Aku tercekat. Tubuhku langsung terasa kaku, darah seakan tidak mengalir lagi di sana. Semua yang dikatakan ibu Ola benar-benar di luar dugaanku.

“Ya Allah...” hanya itu yang bisa kukatakan.

“Iya, Erie. Beberapa waktu setelah kami pindah ke Jakarta, terjadi kerusuhan. Kamu pasti masih ingat apa yang terjadi di tahun 1998. Saat itu, tepatnya tanggal 13

 Mei, Ola baru pulang sekolah, dan hari itu terjadi kerusuhan di rute jalannya pulang. Dia...”

Aku tersandar lemas. Tidak ada kata-kata yang bisa kuucapkan lagi. Ibu Ola akhirnya terus menceritakan apa yang terjadi. Semua keterangan berikutnya dari ibu Ola hanya membuatku semakin lemas. Cerita-cerita beliau kubiarkan mengalir. Hanya saja tidak akan kubaca sekarang. Nanti saja, setelah aku cukup kuat.

Setelah berbasa-basi beberapa saat, aku mohon pamit dari messenger kepada ibu Ola. “Tante, terima kasih atas informasinya. Saya benar-benar sedih mendengar kabar ini. Semoga Ola tenang di sana.”

“Iya, Erie. Terima kasih juga sudah menghubungi. Jaga diri baik-baik, ya,” jawab ibu Ola dengan nada yang penuh kepedihan.
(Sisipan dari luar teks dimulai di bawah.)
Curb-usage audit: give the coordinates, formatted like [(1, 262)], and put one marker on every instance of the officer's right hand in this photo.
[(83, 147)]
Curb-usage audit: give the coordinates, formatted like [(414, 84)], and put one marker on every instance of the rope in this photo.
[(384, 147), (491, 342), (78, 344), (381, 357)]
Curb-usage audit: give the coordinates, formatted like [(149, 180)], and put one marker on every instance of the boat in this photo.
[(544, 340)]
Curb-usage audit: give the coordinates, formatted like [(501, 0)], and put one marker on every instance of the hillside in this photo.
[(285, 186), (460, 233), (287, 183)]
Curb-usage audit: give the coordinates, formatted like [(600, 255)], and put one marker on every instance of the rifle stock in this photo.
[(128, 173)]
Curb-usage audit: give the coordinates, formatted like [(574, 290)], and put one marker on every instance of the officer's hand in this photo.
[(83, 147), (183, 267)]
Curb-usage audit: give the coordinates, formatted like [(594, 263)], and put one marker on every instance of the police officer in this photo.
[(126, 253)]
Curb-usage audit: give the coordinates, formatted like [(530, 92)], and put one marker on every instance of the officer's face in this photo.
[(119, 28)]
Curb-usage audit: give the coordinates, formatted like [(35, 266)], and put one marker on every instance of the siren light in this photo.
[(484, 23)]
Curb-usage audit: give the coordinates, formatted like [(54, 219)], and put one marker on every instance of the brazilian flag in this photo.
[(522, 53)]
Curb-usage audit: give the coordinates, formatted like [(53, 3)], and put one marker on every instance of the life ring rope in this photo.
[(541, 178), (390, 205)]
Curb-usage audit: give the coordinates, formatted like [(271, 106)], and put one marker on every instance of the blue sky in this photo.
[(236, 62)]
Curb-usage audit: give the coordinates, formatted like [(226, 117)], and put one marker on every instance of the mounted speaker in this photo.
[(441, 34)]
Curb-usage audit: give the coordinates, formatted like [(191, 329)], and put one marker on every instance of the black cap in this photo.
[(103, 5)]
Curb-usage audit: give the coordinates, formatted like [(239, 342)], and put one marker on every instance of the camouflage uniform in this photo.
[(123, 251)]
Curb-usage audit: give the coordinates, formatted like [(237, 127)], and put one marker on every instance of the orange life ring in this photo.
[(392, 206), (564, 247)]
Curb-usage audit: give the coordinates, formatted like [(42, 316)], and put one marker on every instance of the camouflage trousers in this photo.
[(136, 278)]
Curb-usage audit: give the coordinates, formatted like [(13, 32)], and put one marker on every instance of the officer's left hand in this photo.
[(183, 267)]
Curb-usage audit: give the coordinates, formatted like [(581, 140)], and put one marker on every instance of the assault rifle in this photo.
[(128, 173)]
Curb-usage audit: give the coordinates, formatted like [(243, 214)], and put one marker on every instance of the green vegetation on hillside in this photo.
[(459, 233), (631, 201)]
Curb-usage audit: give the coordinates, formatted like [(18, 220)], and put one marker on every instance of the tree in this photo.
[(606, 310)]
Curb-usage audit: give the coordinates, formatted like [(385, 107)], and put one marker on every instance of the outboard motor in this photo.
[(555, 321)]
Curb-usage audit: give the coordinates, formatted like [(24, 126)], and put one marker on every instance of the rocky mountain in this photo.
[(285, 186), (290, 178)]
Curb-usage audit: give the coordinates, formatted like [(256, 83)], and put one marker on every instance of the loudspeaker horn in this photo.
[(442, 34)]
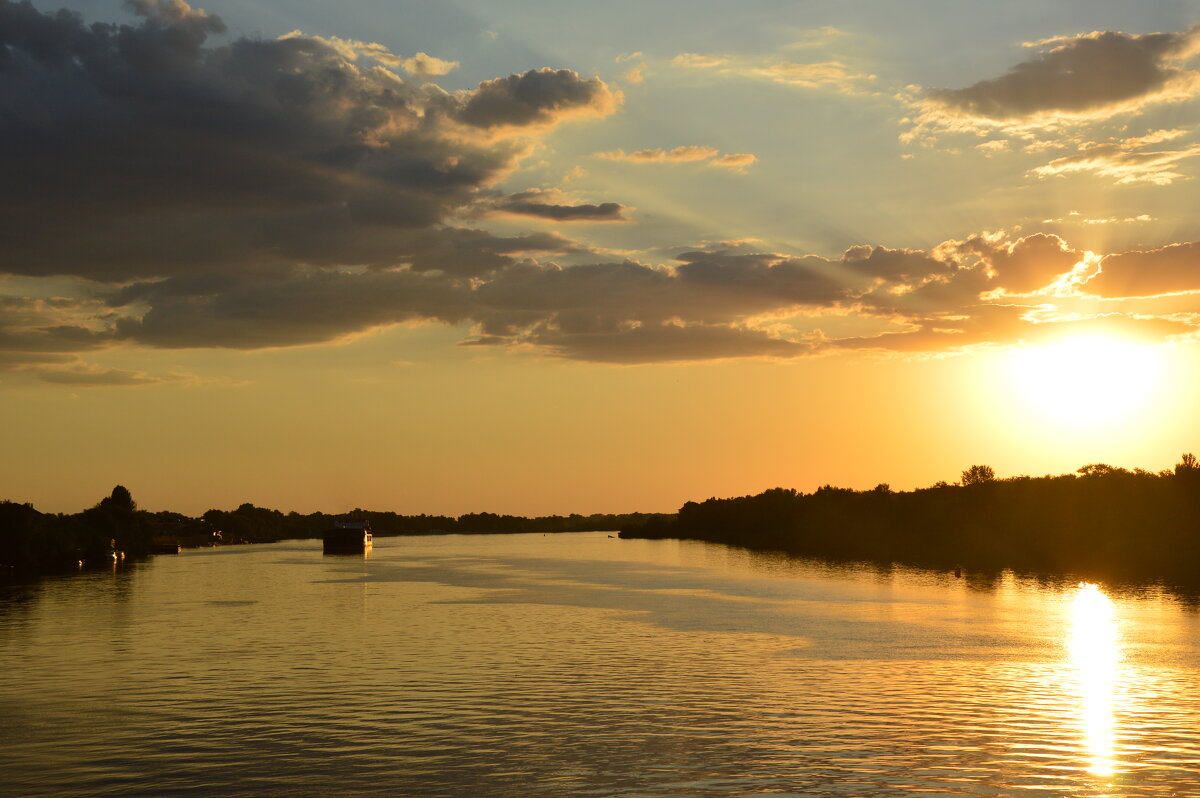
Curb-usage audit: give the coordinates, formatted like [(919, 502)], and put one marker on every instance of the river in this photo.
[(585, 665)]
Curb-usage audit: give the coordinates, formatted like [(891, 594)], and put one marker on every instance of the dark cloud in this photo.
[(1126, 161), (1008, 324), (667, 343), (1078, 75), (147, 150), (90, 377), (535, 203), (1086, 77), (1147, 273), (537, 97), (1026, 264), (255, 193)]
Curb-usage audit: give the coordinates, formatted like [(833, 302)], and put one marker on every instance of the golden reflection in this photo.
[(1095, 653)]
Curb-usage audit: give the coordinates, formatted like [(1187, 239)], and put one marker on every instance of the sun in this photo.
[(1087, 381)]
Aku menutup laptop dan duduk termenung di depan meja. Kenangan-kenangan bersama Ola kembali berputar di benakku. Aku tidak percaya bahwa dia sudah tiada. Bagiku, Ola adalah pahlawan kecil yang selalu ada di sisiku, mengajariku banyak hal tentang hidup. Kehilangannya adalah pukulan berat yang tak pernah kubayangkan.

Aku berjalan ke kamar dan mengambil sebuah kotak tua dari lemari. Di dalamnya, ada foto-foto lama, surat-surat, dan kenang-kenangan lain dari masa kecilku. Aku membuka kotak itu dan menemukan foto aku dan Ola bermain di taman. Kami berdua tersenyum lebar, penuh kebahagiaan. Aku memandang foto itu dengan mata berkaca-kaca, merasakan kembali kehangatan kenangan bersama Ola.

“Ola, maafkan aku karena tidak bisa menemukanmu lebih cepat. Maafkan aku karena tidak tahu apa yang terjadi padamu. Kamu selalu ada di hatiku, sahabat,” bisikku pelan.

Aku menyalakan lilin kecil di sudut kamar, sebagai penghormatan untuk Ola. Cahaya lilin itu berkelap-kelip, seolah-olah menyampaikan pesan dari Ola. Aku duduk di lantai, menatap lilin itu dengan penuh kesedihan.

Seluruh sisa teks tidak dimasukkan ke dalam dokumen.